Published in August 2025, Prof. Alex Tipei’s first book, Unintended Nations: French Liberals’ Empire of Civilization, Southeast Europe, and the Post-Napoleonic World (McGill-Queen’s University Press, 2025) is about a specific moment in the development of the concept of civilization and the cluster of discourses, institutions, and technologies connected to it — or what she refers to collectively as civilization-speak — as well as the cross-continental networks that employed these ideas as an organizing principle. She focuses on historical figures in France and the lands that make up significant parts of present-day Greece and Romania from the early Napoleonic era through the outbreak of the revolutions of 1848. She demonstrates how civilization-speak provided a discursive matrix that allowed French liberals to impose their model of modernity on Balkan actors and create informal colonies in the region through the exercise of soft power.

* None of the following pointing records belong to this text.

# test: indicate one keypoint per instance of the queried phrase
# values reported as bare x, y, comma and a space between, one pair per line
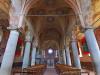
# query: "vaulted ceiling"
50, 19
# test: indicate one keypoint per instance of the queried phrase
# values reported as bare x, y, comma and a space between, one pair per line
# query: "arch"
71, 3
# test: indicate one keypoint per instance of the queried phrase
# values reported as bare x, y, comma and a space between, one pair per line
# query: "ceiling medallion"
50, 19
49, 2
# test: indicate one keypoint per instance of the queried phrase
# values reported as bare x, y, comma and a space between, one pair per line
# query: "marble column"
64, 56
9, 54
68, 58
33, 56
75, 54
26, 55
93, 48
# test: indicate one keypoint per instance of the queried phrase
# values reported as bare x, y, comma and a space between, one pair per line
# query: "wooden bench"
33, 70
67, 70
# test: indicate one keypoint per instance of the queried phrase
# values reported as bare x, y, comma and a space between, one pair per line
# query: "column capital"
87, 28
13, 28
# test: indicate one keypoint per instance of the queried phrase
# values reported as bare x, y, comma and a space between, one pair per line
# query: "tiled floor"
90, 72
50, 71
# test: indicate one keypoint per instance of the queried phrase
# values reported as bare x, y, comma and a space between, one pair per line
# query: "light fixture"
50, 51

She reveals how international partnerships and domestic politics were interwoven in both France and Southeast Europe, notably presenting how these relationships and ideas helped to shape novel national identities and ideologies in the early Greek state as well as Wallachia and Moldavia (lands that would later form the core of modern Romania).
Biography:
A transnational historian of nineteenth-century Europe, Alex R. Tipei is a professor of history and international studies at the Université de Montréal. Her work has appeared in outlets such as Modern Intellectual History, European History Quarterly, and East European Politics and Societies. Before coming to UdeM, she taught or held fellowship positions at the Universities of Illinois and Bucharest as well as at McGill and Princeton Universities. She has received grants and fellowships from the Social Science and Humanities Research Council of Canada, the Fulbright Scholars’ Program, and the American Council of Learned Societies, among others. She trained in both the US and France and earned her doctorate at Indiana University–Bloomington.